Abstract
Background
Rhinoplasty is one of the most common operations performed with favorable results and high patient satisfaction. However, when complications occur or when the desired outcome is not achieved, patients may seek litigation on the premise that there was a violation in the standard of care. Knowledge of malpractice claims can inform rhinoplasty surgeons on how to minimize risk of future litigation as well as improve patient satisfaction.
Objectives
1) To identify motives for seeking medical malpractice litigation after rhinoplasty; 2) To examine outcomes of malpractice litigation after rhinoplasty in the United States.
Methods
The Westlaw legal database was reviewed for all available court decisions related to malpractice after rhinoplasty. Data collected and analyzed included plaintiff gender, location, specialty of defendant(s), plaintiff allegation, and adjudicated case outcomes.
Results
Twenty-three cases were identified between 1960 and 2018, located in 12 states in the United States.

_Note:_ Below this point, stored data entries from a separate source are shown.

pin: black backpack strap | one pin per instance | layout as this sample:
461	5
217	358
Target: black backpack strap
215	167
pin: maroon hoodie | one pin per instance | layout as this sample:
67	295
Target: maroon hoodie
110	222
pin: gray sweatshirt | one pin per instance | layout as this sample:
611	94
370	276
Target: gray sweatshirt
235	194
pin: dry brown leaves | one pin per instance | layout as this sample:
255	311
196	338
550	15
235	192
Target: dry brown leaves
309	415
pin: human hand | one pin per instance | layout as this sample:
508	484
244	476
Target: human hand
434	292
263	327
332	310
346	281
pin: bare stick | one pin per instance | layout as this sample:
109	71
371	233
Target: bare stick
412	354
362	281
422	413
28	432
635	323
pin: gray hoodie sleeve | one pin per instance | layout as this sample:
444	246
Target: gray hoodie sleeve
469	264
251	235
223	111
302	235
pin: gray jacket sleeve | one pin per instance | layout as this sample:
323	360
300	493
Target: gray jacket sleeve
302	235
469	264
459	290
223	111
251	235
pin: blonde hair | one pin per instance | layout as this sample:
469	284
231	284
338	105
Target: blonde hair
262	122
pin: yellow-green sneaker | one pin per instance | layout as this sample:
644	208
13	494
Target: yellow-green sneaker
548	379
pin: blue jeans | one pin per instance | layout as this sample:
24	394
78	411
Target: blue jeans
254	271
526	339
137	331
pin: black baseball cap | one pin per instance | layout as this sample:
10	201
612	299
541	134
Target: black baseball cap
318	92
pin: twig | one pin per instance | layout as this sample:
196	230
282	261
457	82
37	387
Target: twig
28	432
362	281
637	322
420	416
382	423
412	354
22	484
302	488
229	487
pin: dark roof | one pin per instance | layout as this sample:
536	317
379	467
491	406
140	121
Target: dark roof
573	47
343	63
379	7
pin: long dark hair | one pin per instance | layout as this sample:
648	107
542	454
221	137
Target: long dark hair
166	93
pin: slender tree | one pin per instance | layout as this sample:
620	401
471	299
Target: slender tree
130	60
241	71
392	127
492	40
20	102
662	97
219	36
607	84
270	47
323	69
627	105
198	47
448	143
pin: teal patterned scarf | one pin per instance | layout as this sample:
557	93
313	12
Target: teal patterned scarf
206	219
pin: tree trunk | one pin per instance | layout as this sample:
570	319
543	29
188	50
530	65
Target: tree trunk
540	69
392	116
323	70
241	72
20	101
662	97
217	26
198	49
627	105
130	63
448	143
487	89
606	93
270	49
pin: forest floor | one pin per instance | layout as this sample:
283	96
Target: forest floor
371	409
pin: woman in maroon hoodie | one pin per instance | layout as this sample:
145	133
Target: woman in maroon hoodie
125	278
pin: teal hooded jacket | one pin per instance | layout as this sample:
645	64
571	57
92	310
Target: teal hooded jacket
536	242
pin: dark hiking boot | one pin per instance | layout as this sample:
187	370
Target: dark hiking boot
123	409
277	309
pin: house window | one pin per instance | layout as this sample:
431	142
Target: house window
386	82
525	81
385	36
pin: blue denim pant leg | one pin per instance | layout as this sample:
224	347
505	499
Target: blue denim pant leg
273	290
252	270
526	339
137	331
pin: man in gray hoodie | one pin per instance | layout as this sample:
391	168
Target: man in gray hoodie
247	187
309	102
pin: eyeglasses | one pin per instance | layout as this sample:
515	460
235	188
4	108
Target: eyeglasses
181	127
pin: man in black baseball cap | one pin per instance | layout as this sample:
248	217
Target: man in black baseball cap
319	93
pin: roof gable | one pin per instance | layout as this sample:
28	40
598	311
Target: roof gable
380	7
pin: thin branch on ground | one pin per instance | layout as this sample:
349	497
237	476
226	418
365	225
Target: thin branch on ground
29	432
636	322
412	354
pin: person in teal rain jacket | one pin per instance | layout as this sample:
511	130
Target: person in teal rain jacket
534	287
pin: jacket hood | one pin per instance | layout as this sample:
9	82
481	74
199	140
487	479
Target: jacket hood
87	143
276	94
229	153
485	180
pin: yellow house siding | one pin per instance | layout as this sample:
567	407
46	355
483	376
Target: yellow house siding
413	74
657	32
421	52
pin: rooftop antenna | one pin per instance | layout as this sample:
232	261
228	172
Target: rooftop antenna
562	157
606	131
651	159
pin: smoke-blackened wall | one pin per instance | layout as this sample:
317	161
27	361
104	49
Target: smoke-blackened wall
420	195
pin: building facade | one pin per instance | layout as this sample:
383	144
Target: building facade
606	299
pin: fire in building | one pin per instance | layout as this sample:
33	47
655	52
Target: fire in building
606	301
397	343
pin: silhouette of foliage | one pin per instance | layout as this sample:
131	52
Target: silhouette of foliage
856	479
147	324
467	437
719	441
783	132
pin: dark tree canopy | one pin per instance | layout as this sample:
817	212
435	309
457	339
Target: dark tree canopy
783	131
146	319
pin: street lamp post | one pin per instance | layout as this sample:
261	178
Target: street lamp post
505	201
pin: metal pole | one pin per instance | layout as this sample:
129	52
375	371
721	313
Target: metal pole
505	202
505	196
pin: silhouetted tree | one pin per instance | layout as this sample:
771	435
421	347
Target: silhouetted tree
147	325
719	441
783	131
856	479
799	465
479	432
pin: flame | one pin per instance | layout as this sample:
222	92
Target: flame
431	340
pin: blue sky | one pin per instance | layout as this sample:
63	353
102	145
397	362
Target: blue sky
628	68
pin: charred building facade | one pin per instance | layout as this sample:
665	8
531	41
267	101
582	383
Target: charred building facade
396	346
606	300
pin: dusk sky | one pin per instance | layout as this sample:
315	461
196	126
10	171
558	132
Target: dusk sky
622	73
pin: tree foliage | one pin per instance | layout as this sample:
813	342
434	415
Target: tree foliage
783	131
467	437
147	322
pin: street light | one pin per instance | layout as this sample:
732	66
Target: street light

Plaintiffs were 70% female. Otolaryngologists were cited in 11 cases while 12 cases involved a plastic surgeon. All cases alleged negligence. Cases involved “technical” errors (69.6%), “unsatisfactory” outcomes (39.1%), inadequate follow-up or aftercare (30.4%), issues with the informed consent process (21.7%), unexpectedly extensive surgery (8.7%), improper medication administration (4.3%), and failure to recognize symptoms (4.3%). Twenty of the 23 adjudicated cases (86.9%) were ruled in favor of the surgeon. Contributing factors in cases alleging malpractice included poor aesthetic outcome/disfigurement (60.7%), new (post-surgical) onset/persistent nasal symptoms (30.4%), postoperative pain (21.7%), orbital/ocular injury (17.4%), burns (4%), nerve damage (4%), and issues with sleep (4%).
Conclusions
Malpractice litigation after rhinoplasty favored the surgeon in the majority of the adjudicated cases reviewed. The most common reason for litigating was dissatisfaction with aesthetic outcomes. Rhinoplasty surgeons may mitigate possible litigation by developing a positive doctor-patient relationship, clearly understanding the patient’s surgical expectations, obtaining detailed informed consent while maintaining frequent and caring communication with the patient.